Assuming it's a "universal motor" which is the normal type of brushed motor running on AC, it will run equally well on AC or DC of either polarity, but always in the same direction. (As Olin says, the AC supply reverses polarity 100 or 120 times per second already. So, simply reversing live and neutral will not reverse the motor.
The trick to reversing these; and what sets them apart as more flexible than a permanent magnet motor, is that there are two windings : one on the rotor, and one fixed to the motor frame called the field winding. To reverse it, you need to reverse the connections to the field winding OR the rotor, BUT NOT BOTH.
If it is described as a reversible motor, these windings will be separately available as 4 external connections, possibly linked together, but in a way that you can disconnect one winding and connect it the other way round.
It's easy to identify the field winding : it has higher resistance and consumes much less power, maybe 10% of the total. The rotor winding goes to the brushes.
At which point a photo of the connection box is probably useful.
But assuming this is true so far, you can reverse the connections to one winding (usually the field winding which consumes less power) and test that the motor runs backwards - no circuitry needed so far.
Alternatively, the rotor winding may be accessible via screw terminals on the brushes.
Then to switch between forward and reverse you need something like a DPDT switch (hand operated!) or relay (remote operated) to reverse these connections on demand. It may be better to stop the motor, reverse it, then restart, to prevent extreme mechanical stresses and current surges.

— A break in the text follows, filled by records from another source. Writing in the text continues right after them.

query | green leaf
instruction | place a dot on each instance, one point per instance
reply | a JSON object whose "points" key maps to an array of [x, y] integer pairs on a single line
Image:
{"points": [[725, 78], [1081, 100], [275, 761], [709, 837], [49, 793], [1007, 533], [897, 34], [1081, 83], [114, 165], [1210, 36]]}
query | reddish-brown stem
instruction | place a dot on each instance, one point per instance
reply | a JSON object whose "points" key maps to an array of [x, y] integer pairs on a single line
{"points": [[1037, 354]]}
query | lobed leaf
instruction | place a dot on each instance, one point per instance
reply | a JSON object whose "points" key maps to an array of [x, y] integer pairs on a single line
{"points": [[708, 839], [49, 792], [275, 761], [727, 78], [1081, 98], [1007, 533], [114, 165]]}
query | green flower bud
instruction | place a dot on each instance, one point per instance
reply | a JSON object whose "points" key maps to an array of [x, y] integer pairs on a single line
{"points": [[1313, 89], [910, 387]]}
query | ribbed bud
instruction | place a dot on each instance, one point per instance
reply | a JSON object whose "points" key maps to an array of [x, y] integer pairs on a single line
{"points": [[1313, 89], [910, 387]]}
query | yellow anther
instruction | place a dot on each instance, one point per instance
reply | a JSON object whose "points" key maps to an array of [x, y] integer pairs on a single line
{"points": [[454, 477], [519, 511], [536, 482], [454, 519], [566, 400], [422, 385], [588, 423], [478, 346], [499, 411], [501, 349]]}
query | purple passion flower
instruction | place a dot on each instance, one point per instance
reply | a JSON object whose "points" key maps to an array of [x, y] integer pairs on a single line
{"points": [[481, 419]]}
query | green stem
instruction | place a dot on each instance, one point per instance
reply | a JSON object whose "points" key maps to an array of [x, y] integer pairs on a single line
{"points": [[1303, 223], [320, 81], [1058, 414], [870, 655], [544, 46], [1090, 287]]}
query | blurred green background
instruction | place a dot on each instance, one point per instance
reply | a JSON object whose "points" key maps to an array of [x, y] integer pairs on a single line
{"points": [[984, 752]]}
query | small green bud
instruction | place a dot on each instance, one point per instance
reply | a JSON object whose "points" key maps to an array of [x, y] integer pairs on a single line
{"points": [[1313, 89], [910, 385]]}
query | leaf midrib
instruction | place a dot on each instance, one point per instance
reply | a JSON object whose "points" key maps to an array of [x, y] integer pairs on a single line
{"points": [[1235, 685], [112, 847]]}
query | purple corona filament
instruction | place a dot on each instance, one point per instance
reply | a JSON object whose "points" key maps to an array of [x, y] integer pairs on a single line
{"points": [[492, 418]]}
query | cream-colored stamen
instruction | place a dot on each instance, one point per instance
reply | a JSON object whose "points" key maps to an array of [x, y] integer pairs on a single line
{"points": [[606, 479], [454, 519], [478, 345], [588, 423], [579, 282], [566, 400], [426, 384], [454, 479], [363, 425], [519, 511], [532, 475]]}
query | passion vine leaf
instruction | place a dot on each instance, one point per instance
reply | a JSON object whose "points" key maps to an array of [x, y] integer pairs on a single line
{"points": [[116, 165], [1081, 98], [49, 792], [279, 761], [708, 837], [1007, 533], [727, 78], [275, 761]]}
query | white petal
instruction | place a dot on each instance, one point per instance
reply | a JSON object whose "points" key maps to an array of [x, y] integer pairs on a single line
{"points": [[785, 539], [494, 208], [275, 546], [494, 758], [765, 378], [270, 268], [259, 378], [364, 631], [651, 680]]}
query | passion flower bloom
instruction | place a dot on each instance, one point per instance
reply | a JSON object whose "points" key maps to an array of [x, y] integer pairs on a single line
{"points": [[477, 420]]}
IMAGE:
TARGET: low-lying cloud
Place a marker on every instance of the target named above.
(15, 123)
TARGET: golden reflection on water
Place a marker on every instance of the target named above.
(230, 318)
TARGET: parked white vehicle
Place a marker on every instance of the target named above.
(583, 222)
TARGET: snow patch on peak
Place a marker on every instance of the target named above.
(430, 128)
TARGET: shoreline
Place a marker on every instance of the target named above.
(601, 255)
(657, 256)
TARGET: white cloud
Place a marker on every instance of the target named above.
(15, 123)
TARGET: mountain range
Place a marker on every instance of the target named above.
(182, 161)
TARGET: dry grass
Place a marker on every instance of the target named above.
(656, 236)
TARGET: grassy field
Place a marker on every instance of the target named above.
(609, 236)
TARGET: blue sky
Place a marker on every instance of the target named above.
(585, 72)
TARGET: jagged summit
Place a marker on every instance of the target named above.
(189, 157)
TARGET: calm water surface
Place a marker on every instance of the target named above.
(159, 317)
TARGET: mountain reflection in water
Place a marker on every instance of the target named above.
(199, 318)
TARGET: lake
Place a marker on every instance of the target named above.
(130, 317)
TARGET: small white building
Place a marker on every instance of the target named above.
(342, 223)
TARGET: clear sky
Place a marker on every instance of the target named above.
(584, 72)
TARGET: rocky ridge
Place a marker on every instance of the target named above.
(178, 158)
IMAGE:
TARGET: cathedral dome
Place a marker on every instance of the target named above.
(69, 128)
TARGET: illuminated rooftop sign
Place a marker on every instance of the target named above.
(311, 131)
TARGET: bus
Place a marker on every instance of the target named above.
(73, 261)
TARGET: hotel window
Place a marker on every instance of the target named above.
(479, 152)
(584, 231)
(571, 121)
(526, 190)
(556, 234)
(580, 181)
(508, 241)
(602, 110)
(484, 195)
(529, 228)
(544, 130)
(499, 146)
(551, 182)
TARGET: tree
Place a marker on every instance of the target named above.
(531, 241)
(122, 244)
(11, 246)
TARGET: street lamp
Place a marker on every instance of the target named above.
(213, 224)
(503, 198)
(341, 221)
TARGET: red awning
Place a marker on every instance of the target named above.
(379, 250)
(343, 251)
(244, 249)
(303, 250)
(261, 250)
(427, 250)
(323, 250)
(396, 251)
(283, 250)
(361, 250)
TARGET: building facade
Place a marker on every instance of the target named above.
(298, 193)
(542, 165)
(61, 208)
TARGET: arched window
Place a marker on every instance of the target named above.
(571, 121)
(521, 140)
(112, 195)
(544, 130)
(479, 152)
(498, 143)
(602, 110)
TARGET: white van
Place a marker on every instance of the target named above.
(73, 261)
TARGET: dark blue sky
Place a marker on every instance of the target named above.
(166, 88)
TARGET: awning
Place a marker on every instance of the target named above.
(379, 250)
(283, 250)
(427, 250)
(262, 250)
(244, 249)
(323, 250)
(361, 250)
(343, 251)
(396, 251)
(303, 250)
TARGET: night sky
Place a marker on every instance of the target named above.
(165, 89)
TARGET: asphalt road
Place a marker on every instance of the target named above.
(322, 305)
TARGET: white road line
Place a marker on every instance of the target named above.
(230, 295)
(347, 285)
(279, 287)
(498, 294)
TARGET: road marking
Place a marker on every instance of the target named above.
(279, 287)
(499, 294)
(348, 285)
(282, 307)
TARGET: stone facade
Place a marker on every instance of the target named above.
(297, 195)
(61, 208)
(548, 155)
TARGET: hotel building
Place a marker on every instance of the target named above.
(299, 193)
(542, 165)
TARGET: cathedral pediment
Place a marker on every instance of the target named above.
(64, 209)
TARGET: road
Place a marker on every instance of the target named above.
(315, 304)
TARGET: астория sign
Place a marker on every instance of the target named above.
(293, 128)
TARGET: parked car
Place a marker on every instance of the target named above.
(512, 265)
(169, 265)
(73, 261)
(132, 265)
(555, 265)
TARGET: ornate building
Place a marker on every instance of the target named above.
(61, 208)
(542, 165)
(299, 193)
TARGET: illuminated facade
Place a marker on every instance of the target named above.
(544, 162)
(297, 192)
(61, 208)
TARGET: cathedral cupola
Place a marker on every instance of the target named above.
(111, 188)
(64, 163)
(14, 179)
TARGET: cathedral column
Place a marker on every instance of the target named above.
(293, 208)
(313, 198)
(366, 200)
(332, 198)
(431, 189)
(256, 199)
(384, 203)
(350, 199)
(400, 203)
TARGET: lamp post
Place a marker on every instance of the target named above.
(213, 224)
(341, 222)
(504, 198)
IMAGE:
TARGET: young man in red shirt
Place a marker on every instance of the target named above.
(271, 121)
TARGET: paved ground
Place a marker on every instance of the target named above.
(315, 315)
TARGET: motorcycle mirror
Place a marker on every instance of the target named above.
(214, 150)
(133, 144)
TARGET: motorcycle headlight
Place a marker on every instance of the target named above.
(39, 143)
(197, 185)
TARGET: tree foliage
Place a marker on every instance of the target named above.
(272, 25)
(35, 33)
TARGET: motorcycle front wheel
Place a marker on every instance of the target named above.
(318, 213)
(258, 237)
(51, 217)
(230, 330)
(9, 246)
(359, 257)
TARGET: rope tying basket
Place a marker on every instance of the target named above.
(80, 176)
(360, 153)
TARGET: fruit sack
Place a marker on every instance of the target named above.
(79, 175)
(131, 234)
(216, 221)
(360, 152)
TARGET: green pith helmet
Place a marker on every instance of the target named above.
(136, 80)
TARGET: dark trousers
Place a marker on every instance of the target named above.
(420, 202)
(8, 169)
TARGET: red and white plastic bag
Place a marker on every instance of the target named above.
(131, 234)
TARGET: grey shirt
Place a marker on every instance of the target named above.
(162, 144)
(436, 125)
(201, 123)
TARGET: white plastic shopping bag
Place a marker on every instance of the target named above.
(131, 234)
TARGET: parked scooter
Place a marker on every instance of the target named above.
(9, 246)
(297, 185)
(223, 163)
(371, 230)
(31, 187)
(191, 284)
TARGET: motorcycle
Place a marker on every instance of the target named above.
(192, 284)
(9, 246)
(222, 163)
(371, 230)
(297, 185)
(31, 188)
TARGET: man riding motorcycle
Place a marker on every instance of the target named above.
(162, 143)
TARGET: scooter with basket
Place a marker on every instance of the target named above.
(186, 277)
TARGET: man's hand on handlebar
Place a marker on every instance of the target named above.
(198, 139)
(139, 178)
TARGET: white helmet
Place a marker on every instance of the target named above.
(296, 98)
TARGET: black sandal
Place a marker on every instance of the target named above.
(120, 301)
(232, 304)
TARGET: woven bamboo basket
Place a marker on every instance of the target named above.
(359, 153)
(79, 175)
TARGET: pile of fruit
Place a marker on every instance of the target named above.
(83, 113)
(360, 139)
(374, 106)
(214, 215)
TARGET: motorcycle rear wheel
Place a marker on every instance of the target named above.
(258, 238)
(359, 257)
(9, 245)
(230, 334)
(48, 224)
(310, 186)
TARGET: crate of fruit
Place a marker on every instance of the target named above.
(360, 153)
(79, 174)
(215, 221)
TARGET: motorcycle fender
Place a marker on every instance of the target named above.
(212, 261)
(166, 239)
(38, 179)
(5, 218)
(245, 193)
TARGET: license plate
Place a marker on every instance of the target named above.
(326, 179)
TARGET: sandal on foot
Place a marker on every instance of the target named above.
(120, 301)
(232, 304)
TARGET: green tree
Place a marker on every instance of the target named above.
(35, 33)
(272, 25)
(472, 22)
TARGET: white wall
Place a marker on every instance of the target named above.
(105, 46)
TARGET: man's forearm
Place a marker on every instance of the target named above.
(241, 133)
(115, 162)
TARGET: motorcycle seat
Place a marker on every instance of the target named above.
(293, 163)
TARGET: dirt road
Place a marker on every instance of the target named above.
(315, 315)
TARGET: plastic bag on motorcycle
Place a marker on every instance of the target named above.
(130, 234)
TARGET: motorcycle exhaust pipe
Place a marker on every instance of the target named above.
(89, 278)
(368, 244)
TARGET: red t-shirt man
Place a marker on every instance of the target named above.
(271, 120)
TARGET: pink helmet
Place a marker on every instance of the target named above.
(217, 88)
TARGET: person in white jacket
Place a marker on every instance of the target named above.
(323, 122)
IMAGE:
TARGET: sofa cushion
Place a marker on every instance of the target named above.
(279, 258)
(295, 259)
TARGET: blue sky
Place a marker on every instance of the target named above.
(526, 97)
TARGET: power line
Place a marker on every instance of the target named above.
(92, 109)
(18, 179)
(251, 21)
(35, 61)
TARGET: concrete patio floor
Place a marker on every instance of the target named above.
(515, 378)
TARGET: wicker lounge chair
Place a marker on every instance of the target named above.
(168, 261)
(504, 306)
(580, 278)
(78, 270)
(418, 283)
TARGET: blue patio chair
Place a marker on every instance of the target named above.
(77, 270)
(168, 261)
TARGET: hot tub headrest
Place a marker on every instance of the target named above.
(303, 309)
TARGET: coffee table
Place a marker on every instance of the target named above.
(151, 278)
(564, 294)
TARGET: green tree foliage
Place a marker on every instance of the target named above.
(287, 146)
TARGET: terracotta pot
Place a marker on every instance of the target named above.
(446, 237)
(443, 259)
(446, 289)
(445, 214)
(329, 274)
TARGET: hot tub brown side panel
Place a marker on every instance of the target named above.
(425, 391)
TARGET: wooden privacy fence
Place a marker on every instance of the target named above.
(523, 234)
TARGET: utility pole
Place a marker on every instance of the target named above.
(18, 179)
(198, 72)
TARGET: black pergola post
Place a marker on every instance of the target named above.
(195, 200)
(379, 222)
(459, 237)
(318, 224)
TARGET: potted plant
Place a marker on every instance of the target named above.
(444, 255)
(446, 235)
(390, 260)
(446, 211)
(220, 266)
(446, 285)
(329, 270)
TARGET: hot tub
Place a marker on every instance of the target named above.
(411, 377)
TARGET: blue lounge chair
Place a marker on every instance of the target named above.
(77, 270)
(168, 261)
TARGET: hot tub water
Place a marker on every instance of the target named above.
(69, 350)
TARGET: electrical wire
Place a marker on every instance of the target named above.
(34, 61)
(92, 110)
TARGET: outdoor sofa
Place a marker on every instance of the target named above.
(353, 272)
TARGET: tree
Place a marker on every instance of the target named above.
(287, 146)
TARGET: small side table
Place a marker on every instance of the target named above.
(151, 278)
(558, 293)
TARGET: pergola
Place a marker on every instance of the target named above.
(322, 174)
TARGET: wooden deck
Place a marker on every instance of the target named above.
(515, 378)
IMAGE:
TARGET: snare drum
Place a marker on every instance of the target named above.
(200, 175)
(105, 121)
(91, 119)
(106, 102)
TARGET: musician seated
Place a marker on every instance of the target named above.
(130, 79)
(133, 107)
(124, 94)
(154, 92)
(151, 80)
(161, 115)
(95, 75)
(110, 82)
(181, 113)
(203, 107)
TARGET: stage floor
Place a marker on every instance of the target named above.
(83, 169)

As for your other question : the 1 amp current is generally the current at rated load :you can bank on the starting current being much higher (easily 5x, maybe 10x as much). To estimate it, measure the DC resistance of the motor - say 11 ohms - and divide 110 (or 230) by it (for 10A start current). This is also the "stall current" which the motor will draw if you stall it while powered. A "motor rated" breaker will allow stall current briefly, but trip if the current persists for long.